Les Miserables Is Fini

Les Miserables -- the second-longest-running show in Broadway history -- will play its final performance March 15, 2003, its producer Cameron Mackintosh said yesterday.

The hugely popular stage musical will have played a total of 6,612 performances and run 16 years on Broadway.

Only Cats, another Mackintosh show, ran longer. 

Yesterday Mackintosh said that although Les Miserables never lost any money in any of its 16 years, "it just broke even last year." 

He said he could probably squeeze another year or more out of Les Miserables but "there would be no profits, just even-steven." 

Based on Victor Hugo's novel about a fugitive, Jean Valjean, who assumes a new identity and becomes a prosperous businessman until he is unmasked by a relentless policeman, Les Miserables debuted at the non-profit Royal Shakespeare Company in London in 1985. 

Initial reviews were largely negative, but the morning the show opened Mackintosh noticed a line at the box-office window. 

Believing that audiences, if not critics, were caught up in the emotional sweep of the story, Mackintosh, after a boozy lunch with the show's writers, decided to buck the reviews and keep the show open. 

Les Miserables opened in New York in 1986 and won the Tony for Best Musical. 

Many theater people thought Mackintosh would float the show until it toppled Cats as the longest-running show in history, but the producer said he "did not want to occupy a theater just to break a record." 

After Sept. 11, Les Miserables saw its weekly grosses plunge to precarious levels.

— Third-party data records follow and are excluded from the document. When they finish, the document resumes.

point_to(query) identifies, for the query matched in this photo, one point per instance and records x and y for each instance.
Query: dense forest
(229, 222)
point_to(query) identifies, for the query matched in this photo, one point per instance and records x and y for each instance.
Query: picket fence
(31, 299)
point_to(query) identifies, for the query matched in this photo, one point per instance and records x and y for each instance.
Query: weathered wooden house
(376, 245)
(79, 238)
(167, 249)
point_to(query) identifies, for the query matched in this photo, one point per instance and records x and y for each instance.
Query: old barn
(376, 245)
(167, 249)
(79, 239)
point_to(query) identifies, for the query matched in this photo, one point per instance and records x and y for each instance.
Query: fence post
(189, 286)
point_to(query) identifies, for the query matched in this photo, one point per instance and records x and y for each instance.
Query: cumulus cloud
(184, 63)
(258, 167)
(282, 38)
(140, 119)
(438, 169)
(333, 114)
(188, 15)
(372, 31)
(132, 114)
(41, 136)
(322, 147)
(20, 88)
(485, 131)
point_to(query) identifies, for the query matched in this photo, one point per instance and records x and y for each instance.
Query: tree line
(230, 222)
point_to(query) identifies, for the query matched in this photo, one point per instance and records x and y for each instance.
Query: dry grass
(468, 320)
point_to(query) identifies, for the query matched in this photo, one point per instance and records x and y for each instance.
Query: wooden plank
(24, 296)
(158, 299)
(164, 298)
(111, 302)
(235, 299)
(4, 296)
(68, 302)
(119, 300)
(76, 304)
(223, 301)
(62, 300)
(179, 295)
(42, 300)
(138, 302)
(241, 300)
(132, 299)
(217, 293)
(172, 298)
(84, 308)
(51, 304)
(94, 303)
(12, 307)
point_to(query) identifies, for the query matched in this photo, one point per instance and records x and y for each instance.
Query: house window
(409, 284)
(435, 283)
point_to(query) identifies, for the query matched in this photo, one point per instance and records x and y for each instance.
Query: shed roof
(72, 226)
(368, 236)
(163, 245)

But Mackintosh kept the show afloat by striking deals with theater unions. 

After Les Miserables goes, The Phantom of the Opera, yet another Mackintosh show, will be the only remaining British mega-musical, a genre that dominated Broadway in the 1980s and 1990s. 

The astonishing success of Les Miserables -- it has grossed $390 million on Broadway and $1.8 billion worldwide -- helped transform the theater business around the country. 

Theaters were built or restored in many cities just so touring productions of Les Miz would have a place to land. 

Often, those theaters were the anchors of downtown redevelopment projects. 

Les Miz and Mackintosh's other shows also contributed to the rise of Clear Channel, a giant entertainment corporation that now dominates the touring business in the United States and is one of the most powerful producing organizations on Broadway. 

"Les Miz was really the first mega-show that spiked audience attendance on the road and raised the level of quality presented in our theaters," said Scott Zeiger, head of Clear Channel's theater division in North America.